Eine Aufgabe. Er klammert sich an den Gedanken: Es gibt Dinge, die er später noch tun kann. Der Hund ist nur eine Möglichkeit von vielen, die ihm noch einfallen werden. Er fühlt sich besser jetzt, gleichzeitig kehrt die Schläfrigkeit wieder, die ihn schon den ganzen Tag über plagt. Ächzend läßt er sich zurück in die Polster sinken und schließt die müden, brennenden Augen.

Man müßte genauere Informationen über den Buchinhalt haben. Die kurze Zusammenfassung aus dem Verzeichnis reicht nicht. Man müßte mit jemandem reden, der das Buch gelesen hat.

Sein Bewußtsein verschwimmt, wird unscharf, so als würde jemand mit gesunden Augen durch eine starke Brille schauen.

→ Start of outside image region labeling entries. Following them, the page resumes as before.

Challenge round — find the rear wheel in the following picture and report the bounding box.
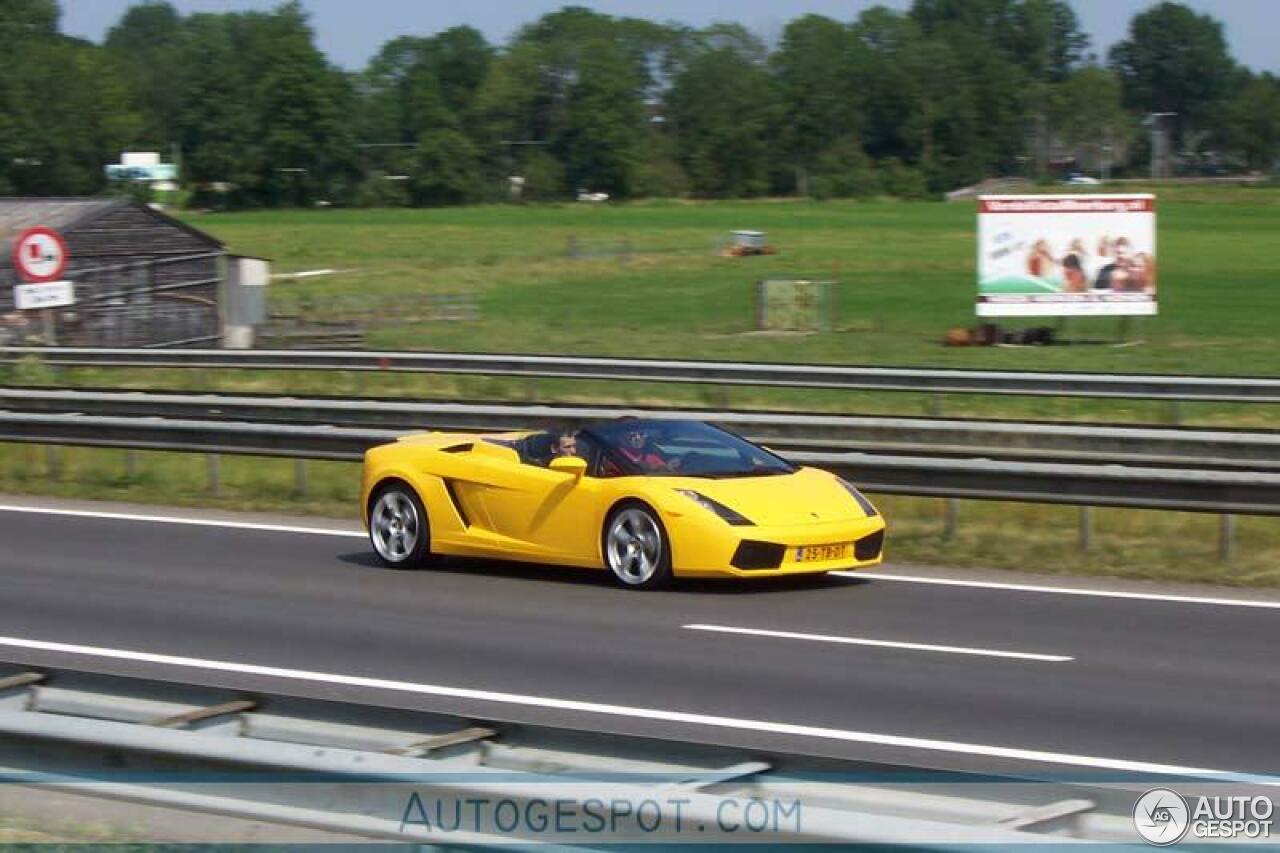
[603,502,671,589]
[369,483,431,569]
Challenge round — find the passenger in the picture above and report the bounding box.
[618,427,669,471]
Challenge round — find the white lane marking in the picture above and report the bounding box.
[831,571,1280,610]
[0,505,1280,610]
[0,627,1264,784]
[681,625,1075,663]
[0,505,365,539]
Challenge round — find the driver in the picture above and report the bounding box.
[552,429,577,459]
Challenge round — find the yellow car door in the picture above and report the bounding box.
[484,445,607,566]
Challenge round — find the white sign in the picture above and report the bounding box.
[13,228,67,282]
[978,195,1156,316]
[13,282,76,311]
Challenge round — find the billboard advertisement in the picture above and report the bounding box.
[978,195,1156,316]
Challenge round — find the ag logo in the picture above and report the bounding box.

Er müßte die Listen der Ausleiher anfordern. Jeder, der sich ein Buch herausgeben läßt, wird in einer Liste notiert, mit Anschrift laut Personalausweis. Auch der potentielle Dieb wurde notiert, als letzter in einer Reihe von Lesern der letzen fünfzig Jahre. Wie Ringelnatz inzwischen aus den Akten der Polizei weiß, hat er sich als »Martin Wiegald« ausgewiesen. Der Name war so falsch wie die Adresse und wohl überhaupt die ganzen Papiere.

Das ist der letzte Gedanke, bevor er in einen traumlos erschöpften Schlaf fällt, in unbequemer, halb sitzender Stellung und mit offenem Munde leise schnarchend.

Du mußt die Listen haben. Die Listen werden dir den Weg zeigen.